Is this for the damp clayey meadow referred to in your other thread? If so, it will depend a whole big lot on HOW damp, and also depend on how wet it is in late winter early spring in particular.
If it is only "kinda" clayey and "kinda" damp, you might be able to grow some selected varieties of flowering crabapples, some of them are quite brightly colored. Or intelligently-selected ornamental plums or Canada plum. If also reasonably sheltered from wind and doesn't bake in summer, you might be able to grow witchhazel (certainly the fall-blooming one but its flowers are nearly invisible; but I'm speaking more of the slightly-less-hardy spring blooming ones, e.g. Arnold Promise)

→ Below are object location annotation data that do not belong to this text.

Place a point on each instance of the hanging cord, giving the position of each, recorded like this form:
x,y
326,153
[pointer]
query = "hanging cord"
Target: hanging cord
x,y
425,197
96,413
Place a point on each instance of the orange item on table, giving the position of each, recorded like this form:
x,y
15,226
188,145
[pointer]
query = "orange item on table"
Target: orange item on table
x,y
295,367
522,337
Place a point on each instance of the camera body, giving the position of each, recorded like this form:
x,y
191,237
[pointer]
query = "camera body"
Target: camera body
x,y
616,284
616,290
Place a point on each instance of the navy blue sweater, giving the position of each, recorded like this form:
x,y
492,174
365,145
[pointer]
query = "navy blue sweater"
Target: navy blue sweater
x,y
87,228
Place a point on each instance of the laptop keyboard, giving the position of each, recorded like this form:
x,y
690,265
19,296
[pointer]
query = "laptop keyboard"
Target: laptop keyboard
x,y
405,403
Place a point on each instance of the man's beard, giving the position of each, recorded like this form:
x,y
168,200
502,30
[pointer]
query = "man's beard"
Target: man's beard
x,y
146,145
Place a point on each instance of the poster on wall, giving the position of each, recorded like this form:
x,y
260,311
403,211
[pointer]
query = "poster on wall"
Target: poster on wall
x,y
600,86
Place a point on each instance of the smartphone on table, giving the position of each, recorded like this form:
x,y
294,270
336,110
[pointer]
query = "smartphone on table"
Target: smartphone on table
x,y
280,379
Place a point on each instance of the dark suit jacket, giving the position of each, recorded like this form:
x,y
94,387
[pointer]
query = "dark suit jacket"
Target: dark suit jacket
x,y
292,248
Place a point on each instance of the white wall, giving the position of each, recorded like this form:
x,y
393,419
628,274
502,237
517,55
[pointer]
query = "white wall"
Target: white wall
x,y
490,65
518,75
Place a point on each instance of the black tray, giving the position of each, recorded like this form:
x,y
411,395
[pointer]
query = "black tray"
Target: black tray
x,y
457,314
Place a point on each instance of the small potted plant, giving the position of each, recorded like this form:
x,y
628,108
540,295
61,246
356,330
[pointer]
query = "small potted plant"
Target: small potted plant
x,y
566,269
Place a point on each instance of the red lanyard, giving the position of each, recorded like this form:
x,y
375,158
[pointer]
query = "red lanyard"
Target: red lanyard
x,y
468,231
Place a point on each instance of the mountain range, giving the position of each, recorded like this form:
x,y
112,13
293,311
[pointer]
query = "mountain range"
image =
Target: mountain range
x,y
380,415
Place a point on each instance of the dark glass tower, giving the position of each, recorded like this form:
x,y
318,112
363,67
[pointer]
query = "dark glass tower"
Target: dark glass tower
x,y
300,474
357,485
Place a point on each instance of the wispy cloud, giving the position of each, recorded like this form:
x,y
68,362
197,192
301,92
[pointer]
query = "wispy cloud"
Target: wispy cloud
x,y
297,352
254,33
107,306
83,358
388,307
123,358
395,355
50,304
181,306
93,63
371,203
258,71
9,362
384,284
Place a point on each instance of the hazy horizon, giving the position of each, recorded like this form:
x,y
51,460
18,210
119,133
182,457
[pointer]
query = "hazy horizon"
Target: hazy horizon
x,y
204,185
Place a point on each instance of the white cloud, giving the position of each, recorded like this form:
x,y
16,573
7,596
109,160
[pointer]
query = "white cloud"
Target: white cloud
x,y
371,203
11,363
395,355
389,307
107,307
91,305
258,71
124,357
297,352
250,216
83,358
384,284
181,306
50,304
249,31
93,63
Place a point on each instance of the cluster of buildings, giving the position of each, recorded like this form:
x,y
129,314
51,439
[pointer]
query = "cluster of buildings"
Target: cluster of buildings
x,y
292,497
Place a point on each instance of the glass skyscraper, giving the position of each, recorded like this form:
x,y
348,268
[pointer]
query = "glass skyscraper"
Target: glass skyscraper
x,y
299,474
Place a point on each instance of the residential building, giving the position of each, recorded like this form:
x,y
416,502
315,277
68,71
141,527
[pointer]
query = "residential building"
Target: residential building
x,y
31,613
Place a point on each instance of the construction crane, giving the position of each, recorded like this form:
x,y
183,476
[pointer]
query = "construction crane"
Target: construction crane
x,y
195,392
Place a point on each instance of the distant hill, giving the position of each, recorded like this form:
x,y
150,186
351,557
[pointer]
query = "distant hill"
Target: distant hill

If it is really pretty darn clayey and too damp for crabapples, you could still perhaps grow Bradford (ornamental) pears if they are hardy in your area (I forget, you'd have to look it up)
If you would accept bushes, a variety of Viburnums do well on damp clay and have large flat clusters of white flowers in late spring (around now, up here) although they do not stay in flower very long but some have noticeable berries in fall. Some of the Viburnums can get pretty big. Likewise with elders, which are even more moisture-tolerant. Also lilacs can be reasonably clay-tolerant tho they won't take real damp conditions.
Honestly though, "damp heavy clay" and "flowering woody plants" and "zone 5" are not things that go together well, sorry. You may have to look more to foliage color if you want colorful trees, or *flowers* for color.